Новое, стало быть, открывается здесь постоянно, и в большом, и в малом. Не забудем, что это — первый том, где собраны самые известные, самые совершенные стихотворения, которые Есенин посчитал заслуживающими включения в собрание сочинений. Но юг в давно, казалось бы, знакомом «Дорогая, сядем рядом…» замечаешь возникшую в 5-й строфе запятую (отсутствующую в предыдущих изданиях), и убеждаешься, как один этот «мазок» делает весь образ, создаваемый поэтом, более внятным и выразительным. Замечаешь, скажем, и то, что в стихотворении «Мне осталась одна забава…» (как и в целом ряде других стихотворений) восстановлена в правах прописная буква в слове «Бог» — и поэтическое размышление сразу становится противоречивее и драматичнее: «Стыдно мне, что я в Бога верил. Горько мне, что не верю теперь».
Конечно, обогащение текста происходит здесь не только на таком «молекулярном» уровне. Читаем, например, стихотворение «Нощь и поле, и крик петухов…» — в первом томе дан окончательный его текст 1922 года, воспроизводимый и в последующих изданиях. Однако впервые в собрании сочинений читатель имеет возможность познакомиться и с первоначальными вариантами стихотворения — 1917 и 1918 годов — и наглядно убедиться, с какой настойчивостью поэт, снова и снова возвращаясь к возникающему здесь образу отчего дома, усиливает трагическое его звучание: от полного умиротворения и нетронутости временем — до гибели мира. Или другое стихотворение — «Снова пьют здесь, дерутся и плачут…» (1922) — произведение со сложной судьбой, говорящее о крахе иллюзий, о неприятии многого вокруг. Здесь, как и в ряде других стихотворений, читателя ждут интереснейшие открытия. Впервые в нынешнем издании дан полный текст этого стихотворения, с запрещаемой ранее шестой строфой – об «октябре суровом)», что «обманул в своей пурге». Однако и это не все — в комментарии приводится и совершенно другой вариант стихотворения, услышанный (в рукописи он до нас не дошел) Г.Бениславской после возвращения С. Есенина из-за границы и частично приведенный ею в воспоминаниях. Текст этот (Есенин читал его с эстрады) поразителен — здесь поэт единственный, видимо, раз прямо говорит о трагедии русского рассеяния:
Защити меня, влага нежная.
Май мой синий, июнь голубой.
Одолели нас люди заезжие,
А своих не пускают домой.
………………………………………
Жаль, что кто-то нас смог рассеять
И ничья непонятна вина.
Ты Расея моя, Расея,
Азиатская сторона.
Подобных открытий в первом томе читателя ожидает немало — ведь здесь впервые появляется возможность познакомиться с таким количеством вариантов есенинских стихотворений.

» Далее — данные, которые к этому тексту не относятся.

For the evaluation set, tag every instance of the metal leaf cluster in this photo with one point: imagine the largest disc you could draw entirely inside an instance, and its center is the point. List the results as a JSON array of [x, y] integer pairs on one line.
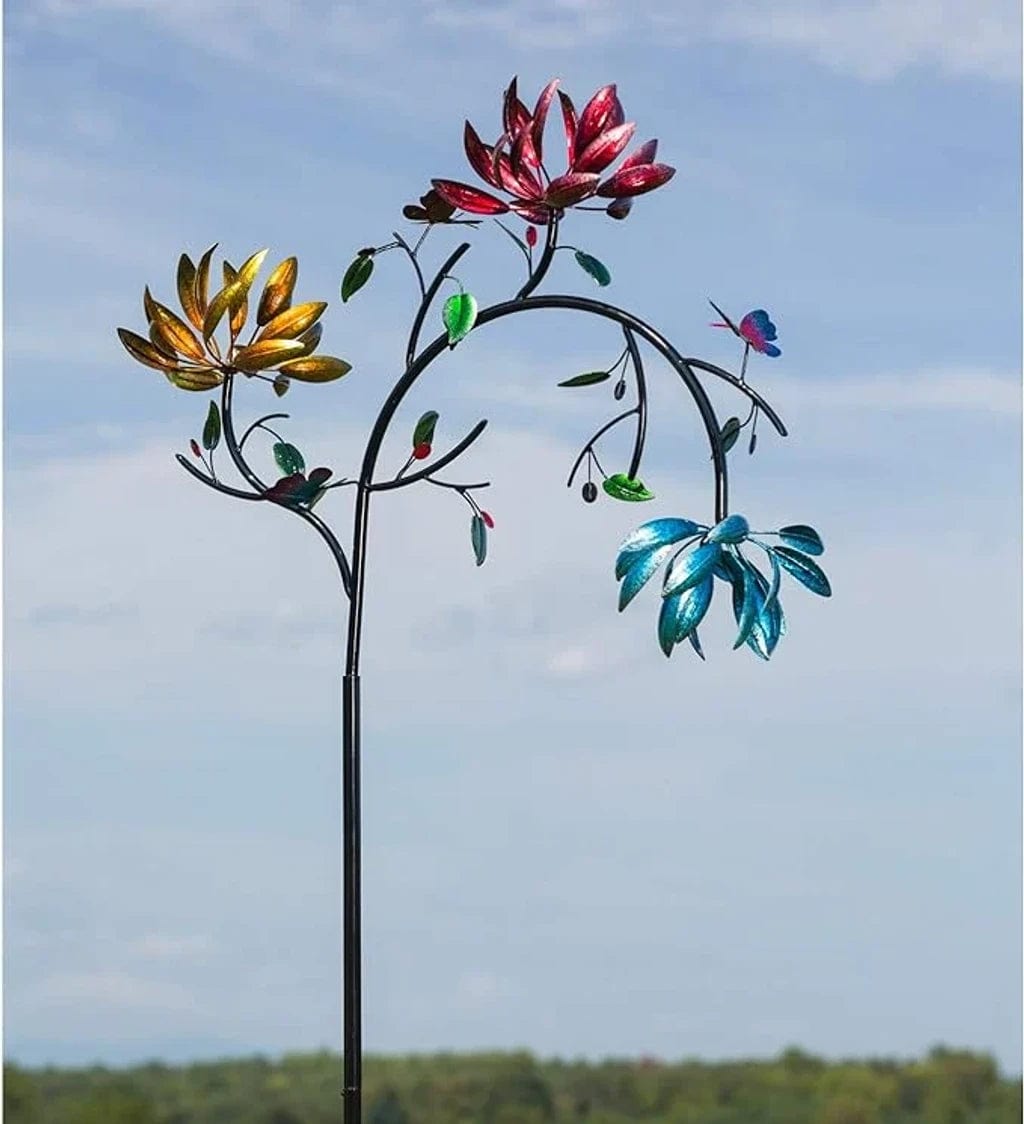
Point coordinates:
[[699, 556], [188, 352]]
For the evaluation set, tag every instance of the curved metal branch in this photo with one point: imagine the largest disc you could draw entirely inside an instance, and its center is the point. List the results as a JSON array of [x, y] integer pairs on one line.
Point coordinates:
[[574, 304], [440, 463], [257, 424], [427, 300], [411, 253], [544, 263], [743, 388], [594, 441], [447, 483], [235, 451], [641, 402], [214, 483]]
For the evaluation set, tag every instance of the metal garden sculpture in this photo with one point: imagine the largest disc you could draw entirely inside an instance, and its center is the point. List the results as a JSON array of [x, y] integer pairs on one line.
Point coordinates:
[[282, 349]]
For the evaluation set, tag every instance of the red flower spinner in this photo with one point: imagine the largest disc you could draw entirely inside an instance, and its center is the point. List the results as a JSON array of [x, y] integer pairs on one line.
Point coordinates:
[[594, 142]]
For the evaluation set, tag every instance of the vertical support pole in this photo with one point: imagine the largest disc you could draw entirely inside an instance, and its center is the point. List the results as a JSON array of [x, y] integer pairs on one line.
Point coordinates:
[[351, 925]]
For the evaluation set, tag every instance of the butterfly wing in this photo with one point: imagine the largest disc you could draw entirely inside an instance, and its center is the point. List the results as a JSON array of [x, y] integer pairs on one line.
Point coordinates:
[[758, 329]]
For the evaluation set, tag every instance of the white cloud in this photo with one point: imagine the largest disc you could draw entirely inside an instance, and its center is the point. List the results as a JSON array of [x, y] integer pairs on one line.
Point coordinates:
[[115, 989], [872, 41], [879, 39], [168, 946]]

Особого разговора заслуживают комментарии к стихотворениям, вошедшим в первый том. Не так уж часто случается, что знакомство с разделом комментариев оказывается увлекательнейшим чтением, от которого трудно оторваться. Возвращение Есенина в большой мере происходит и здесь, в этом разделе. Обстоятельный, подробнейший рассказ об истории каждого есенинского текста идет на богатом историко-литературном, социально-культурном фоне. Судьба того или иного стихотворения воссоздана здесь как «кусочек» судьбы поэта, во всей сложности обстоятельств, сопутствующих рождению и «взрослению» текста, на перекрестии событий в литературе, культуре, в истории страны, на пересечении творческих, личных отношений. Не утрачивая специфики своего жанра, всей конкретикой привязанного к истории произведения, комментарии во многих случаях оказываются и повествованием о том или ином моменте литературной истории; за страницей есенинского текста здесь открывается страница ушедшей эпохи.
Но прежде всего, конечно, замечаешь, как бережно, скрупулезно в комментариях воссоздается история каждого есенинского текста. Достигается это по-разному. Порою — как, скажем, в комментарии к стихотворению «Нощь и поле, и крик петухов…» — перед нами обстоятельнейшее размышление комментатора, естественно соединяющее в себе и текстологический, и историко-литературный, и эстетический анализ. Порою же история того или иного стихотворения («Не бродить, не мять в кустах багряных… », «Я красивых таких не видел…», «Ах, как много на свете кошек…» и других) оживает в воспоминаниях современников.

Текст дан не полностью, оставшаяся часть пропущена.